Proposing as a Beta blocker as a violation of "It must be possible to successfully complete a direct upgrade from a fully updated installation of each of the last two stable Fedora Server releases with the system configured as a FreeIPA domain controller or postgresql server as specified in the relevant criteria. The upgraded system must meet all relevant release criteria, including criteria relating to functionality of the server software." - https://fedoraproject.org/wiki/Fedora_34_Beta_Release_Criteria#Server_upgrade_requirements
Note that I think this issue is not an issue now that https://koji.fedoraproject.org/koji/taskinfo?taskID=55896678 is in Rawhide. The whole flow is that named exits due to a PKCS11 engine it is asked to start with is missing.
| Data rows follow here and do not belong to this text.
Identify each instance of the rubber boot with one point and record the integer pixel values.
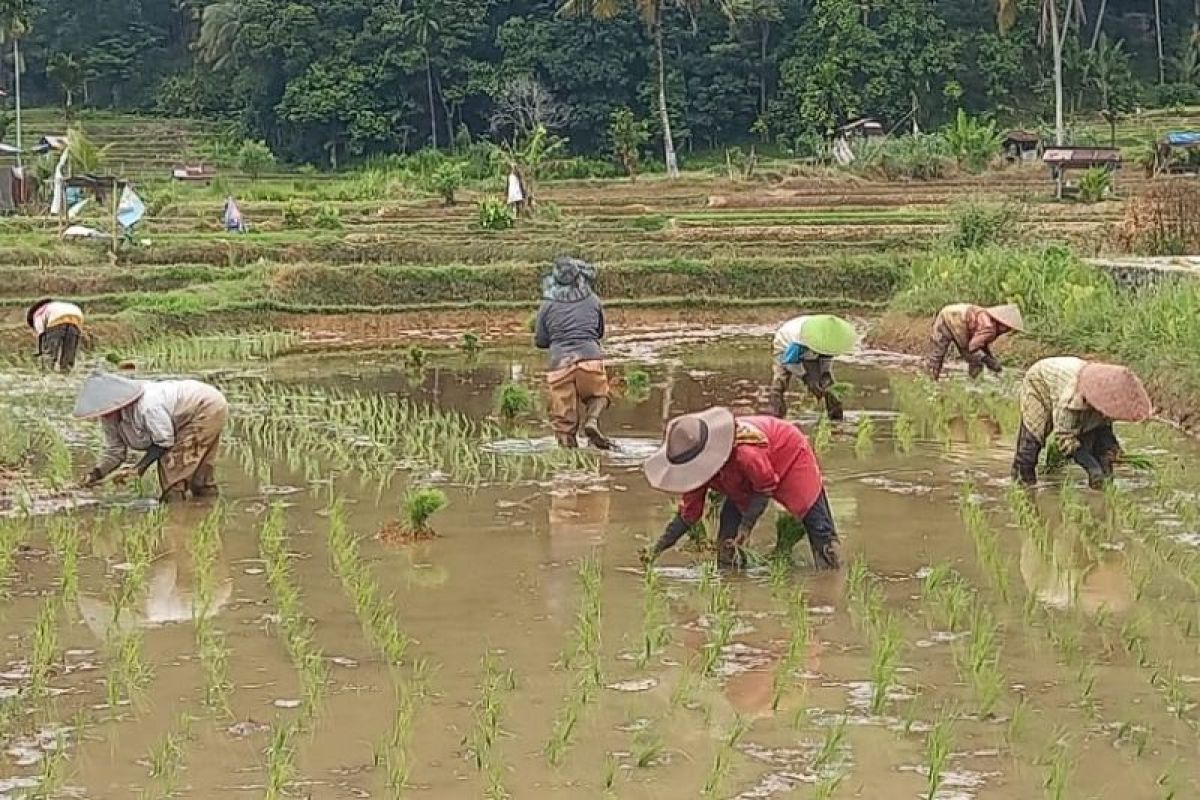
(826, 553)
(595, 407)
(777, 400)
(1025, 463)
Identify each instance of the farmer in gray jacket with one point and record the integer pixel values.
(570, 325)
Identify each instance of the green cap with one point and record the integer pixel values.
(828, 335)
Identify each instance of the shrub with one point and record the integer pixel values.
(295, 214)
(255, 158)
(921, 157)
(495, 215)
(627, 138)
(1095, 184)
(328, 218)
(1163, 221)
(977, 224)
(447, 180)
(420, 504)
(973, 140)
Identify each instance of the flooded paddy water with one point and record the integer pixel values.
(979, 643)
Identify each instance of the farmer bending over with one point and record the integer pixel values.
(805, 347)
(570, 325)
(178, 425)
(751, 461)
(58, 326)
(1075, 402)
(972, 330)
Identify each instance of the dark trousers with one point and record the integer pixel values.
(58, 347)
(817, 524)
(817, 379)
(1097, 452)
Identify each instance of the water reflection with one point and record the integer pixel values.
(171, 588)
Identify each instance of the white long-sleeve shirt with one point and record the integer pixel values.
(57, 313)
(153, 420)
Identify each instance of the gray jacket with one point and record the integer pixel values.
(570, 329)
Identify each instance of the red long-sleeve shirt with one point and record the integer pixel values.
(779, 463)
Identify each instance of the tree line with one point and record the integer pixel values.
(328, 80)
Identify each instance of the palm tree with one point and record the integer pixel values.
(67, 71)
(220, 26)
(1056, 29)
(13, 25)
(423, 24)
(1158, 35)
(651, 11)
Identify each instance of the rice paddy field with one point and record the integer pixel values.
(297, 639)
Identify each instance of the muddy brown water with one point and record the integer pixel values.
(502, 577)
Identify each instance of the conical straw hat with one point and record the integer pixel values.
(1115, 392)
(1008, 316)
(828, 335)
(696, 446)
(105, 392)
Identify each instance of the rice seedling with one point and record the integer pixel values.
(45, 648)
(11, 536)
(472, 344)
(864, 435)
(833, 744)
(514, 401)
(376, 613)
(420, 504)
(904, 434)
(886, 647)
(280, 761)
(167, 755)
(53, 774)
(799, 635)
(297, 630)
(64, 534)
(724, 759)
(59, 468)
(939, 744)
(1057, 767)
(985, 540)
(655, 618)
(637, 384)
(822, 437)
(648, 749)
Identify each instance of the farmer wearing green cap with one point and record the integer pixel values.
(805, 347)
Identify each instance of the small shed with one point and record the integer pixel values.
(1063, 160)
(1187, 143)
(864, 127)
(1021, 145)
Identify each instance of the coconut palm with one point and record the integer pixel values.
(421, 23)
(220, 25)
(1054, 26)
(69, 72)
(651, 11)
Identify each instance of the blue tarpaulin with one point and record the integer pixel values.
(1182, 139)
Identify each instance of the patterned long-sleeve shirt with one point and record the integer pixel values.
(1050, 400)
(972, 328)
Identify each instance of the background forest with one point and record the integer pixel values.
(329, 80)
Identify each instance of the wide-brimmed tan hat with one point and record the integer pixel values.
(105, 392)
(1115, 392)
(1008, 316)
(695, 449)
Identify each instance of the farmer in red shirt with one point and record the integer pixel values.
(751, 461)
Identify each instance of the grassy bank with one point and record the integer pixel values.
(1071, 308)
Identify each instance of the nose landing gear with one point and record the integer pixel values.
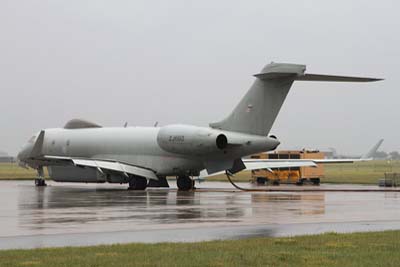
(137, 183)
(185, 183)
(39, 181)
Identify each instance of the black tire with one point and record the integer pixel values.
(315, 181)
(40, 182)
(261, 180)
(138, 183)
(184, 183)
(276, 182)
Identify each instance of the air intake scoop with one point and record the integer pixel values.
(80, 124)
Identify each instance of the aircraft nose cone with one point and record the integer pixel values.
(274, 142)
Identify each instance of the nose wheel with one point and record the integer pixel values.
(137, 183)
(39, 181)
(184, 183)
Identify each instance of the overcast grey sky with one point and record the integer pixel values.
(191, 62)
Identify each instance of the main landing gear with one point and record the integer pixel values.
(137, 183)
(39, 181)
(184, 183)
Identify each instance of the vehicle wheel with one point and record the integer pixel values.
(315, 181)
(138, 183)
(261, 180)
(184, 183)
(40, 182)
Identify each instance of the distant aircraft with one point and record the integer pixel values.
(335, 155)
(86, 152)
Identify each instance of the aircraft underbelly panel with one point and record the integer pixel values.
(73, 174)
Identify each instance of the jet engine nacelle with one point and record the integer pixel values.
(183, 139)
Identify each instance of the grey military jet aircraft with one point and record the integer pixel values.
(86, 152)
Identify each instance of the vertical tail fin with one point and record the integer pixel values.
(258, 109)
(371, 153)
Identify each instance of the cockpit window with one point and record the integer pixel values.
(32, 139)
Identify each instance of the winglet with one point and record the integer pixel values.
(372, 151)
(37, 147)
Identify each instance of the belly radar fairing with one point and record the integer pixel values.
(87, 152)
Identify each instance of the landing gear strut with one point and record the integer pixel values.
(184, 183)
(137, 183)
(39, 181)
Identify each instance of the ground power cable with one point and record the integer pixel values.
(229, 175)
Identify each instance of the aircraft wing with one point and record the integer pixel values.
(106, 165)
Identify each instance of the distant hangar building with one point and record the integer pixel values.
(5, 158)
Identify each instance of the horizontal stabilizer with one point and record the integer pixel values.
(334, 78)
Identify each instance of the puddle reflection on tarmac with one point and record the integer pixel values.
(109, 214)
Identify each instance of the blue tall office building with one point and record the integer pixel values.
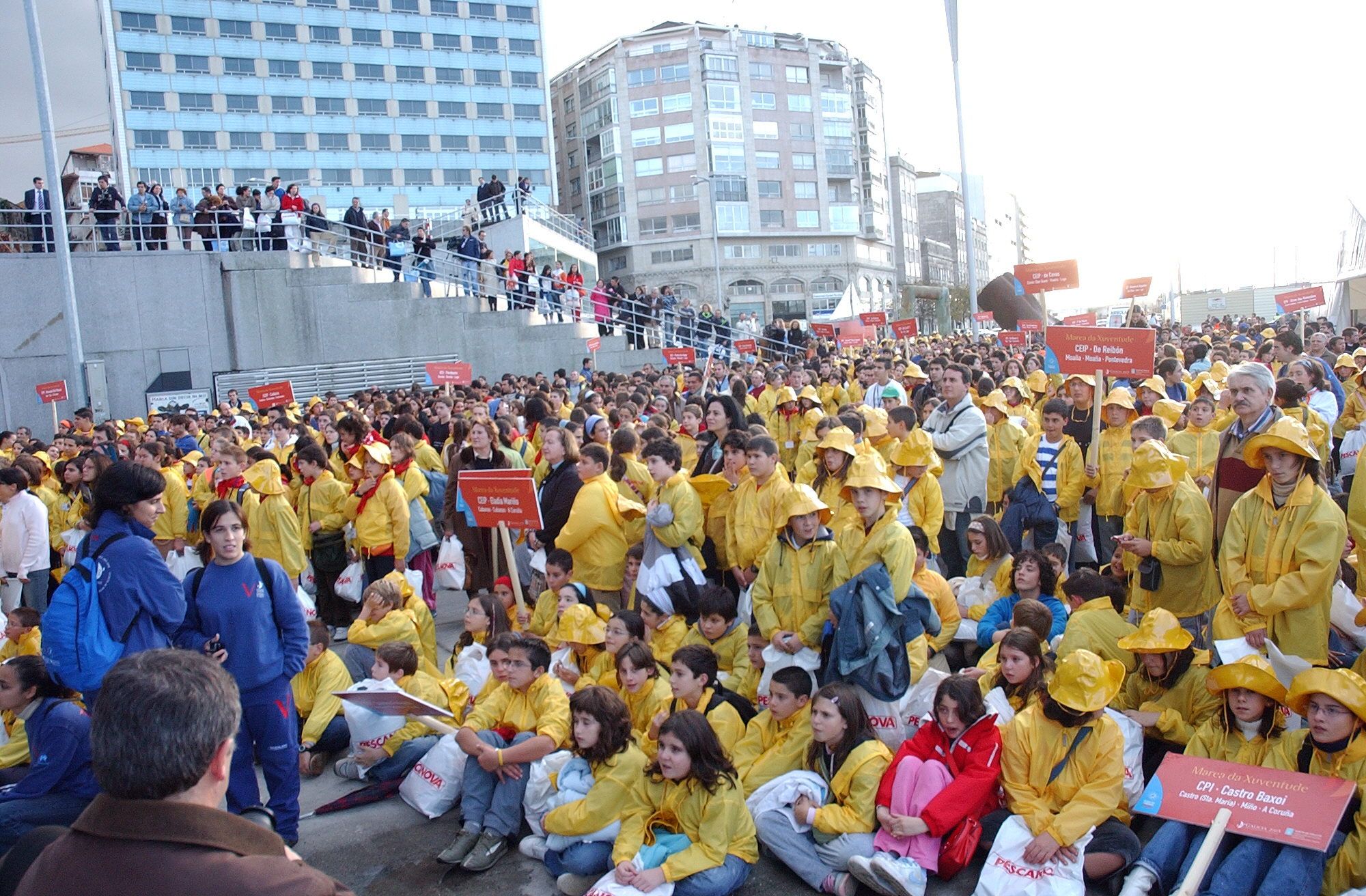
(402, 103)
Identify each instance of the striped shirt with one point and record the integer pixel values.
(1047, 458)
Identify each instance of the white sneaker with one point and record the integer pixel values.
(905, 878)
(863, 871)
(533, 848)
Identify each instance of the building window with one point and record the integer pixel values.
(186, 25)
(199, 140)
(144, 23)
(186, 65)
(234, 28)
(147, 100)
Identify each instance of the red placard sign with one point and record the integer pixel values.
(1300, 300)
(1301, 811)
(501, 496)
(1047, 277)
(680, 356)
(55, 391)
(273, 394)
(1117, 352)
(450, 374)
(1137, 288)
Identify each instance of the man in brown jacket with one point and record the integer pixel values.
(162, 744)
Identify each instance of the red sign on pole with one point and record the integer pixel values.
(1301, 811)
(1137, 288)
(1047, 277)
(908, 328)
(273, 394)
(1117, 352)
(450, 374)
(55, 391)
(501, 496)
(680, 356)
(1300, 300)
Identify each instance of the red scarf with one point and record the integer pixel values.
(229, 486)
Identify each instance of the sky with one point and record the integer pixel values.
(1219, 139)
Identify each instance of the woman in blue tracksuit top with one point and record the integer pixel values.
(139, 593)
(59, 783)
(255, 626)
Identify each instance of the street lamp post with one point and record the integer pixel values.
(725, 303)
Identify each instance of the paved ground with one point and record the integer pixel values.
(389, 849)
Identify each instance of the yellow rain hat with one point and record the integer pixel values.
(803, 501)
(867, 473)
(1087, 684)
(264, 476)
(1155, 468)
(1159, 632)
(1287, 435)
(581, 625)
(1169, 412)
(1253, 673)
(1343, 686)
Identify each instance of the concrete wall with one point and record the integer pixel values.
(248, 311)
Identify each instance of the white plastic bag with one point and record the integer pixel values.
(450, 565)
(311, 610)
(371, 729)
(434, 785)
(352, 583)
(1009, 875)
(1133, 755)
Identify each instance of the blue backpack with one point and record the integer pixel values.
(77, 644)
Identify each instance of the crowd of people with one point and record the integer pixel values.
(872, 613)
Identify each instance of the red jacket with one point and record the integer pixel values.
(976, 766)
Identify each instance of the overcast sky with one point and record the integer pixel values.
(1204, 135)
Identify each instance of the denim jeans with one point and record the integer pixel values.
(715, 882)
(587, 860)
(490, 804)
(811, 861)
(1272, 869)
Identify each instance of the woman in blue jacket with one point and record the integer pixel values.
(139, 595)
(244, 613)
(59, 783)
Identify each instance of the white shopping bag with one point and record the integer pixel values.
(352, 583)
(434, 785)
(1009, 875)
(450, 565)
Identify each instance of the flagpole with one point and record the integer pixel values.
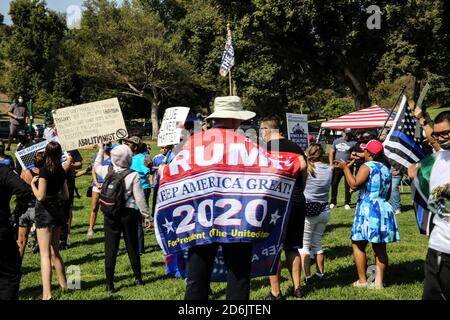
(392, 110)
(229, 72)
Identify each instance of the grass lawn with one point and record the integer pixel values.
(404, 276)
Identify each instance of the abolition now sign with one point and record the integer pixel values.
(89, 124)
(172, 126)
(297, 127)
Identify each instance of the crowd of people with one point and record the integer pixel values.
(124, 177)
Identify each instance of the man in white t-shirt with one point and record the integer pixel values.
(433, 173)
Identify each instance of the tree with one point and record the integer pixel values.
(129, 49)
(31, 48)
(417, 44)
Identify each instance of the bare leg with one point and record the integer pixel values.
(382, 262)
(22, 240)
(306, 262)
(294, 263)
(94, 210)
(359, 253)
(56, 258)
(44, 239)
(275, 281)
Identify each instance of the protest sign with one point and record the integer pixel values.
(25, 156)
(89, 124)
(297, 128)
(170, 130)
(223, 188)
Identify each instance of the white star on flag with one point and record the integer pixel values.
(168, 226)
(274, 217)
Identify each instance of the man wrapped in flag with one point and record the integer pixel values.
(223, 202)
(432, 180)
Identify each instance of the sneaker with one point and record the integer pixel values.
(374, 286)
(319, 276)
(270, 296)
(309, 280)
(357, 284)
(110, 288)
(298, 294)
(139, 282)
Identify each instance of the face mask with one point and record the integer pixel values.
(445, 145)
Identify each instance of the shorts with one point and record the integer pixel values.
(27, 219)
(295, 226)
(49, 214)
(14, 129)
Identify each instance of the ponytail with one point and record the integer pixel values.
(314, 153)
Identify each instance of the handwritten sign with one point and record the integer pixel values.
(26, 156)
(297, 126)
(171, 129)
(89, 124)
This makes execution of other threads cancelled and irrelevant as the main named process is winding down. So this 'crash' is a side-effect of the other bug.
Ok, I reproduced it locally. The issue is that we merged 9.16 support and then made it working with 9.11 version. However, refcounting code has a difference between the two BIND versions and it wasn't taken into account when we made the same code base working with both 9.16/9.11. commit 542096278ba605a5800348a6c31dc058685860de Author: Stanislav Levin <slev> Date: Mon May 25 06:45:49 2020 +0000 bind-9.16: Correct reference counting With [0] BIND atomic functions for reference counting have the identical interface as their C11 counter parts. This means that these functions return the _previous_ refcount instead of the current one. [0]: https://gitlab.isc.org/isc-projects/bind9/-/commit/bef8ac5bae0f95dbff76ec99a7994024a5d6c64e I need to review all refcounting use and make sure we detach objects on '0' count in 9.11 and on '1' in 9.16. By fixing ldap_driver.c's detach() for 9.11 I've got rid of the crash already, so this is the way to go.
Fixed in https://bodhi.fedoraproject.org/updates/FEDORA-2020-1bf607bf69
We got a pass on the Rawhide that completed yesterday.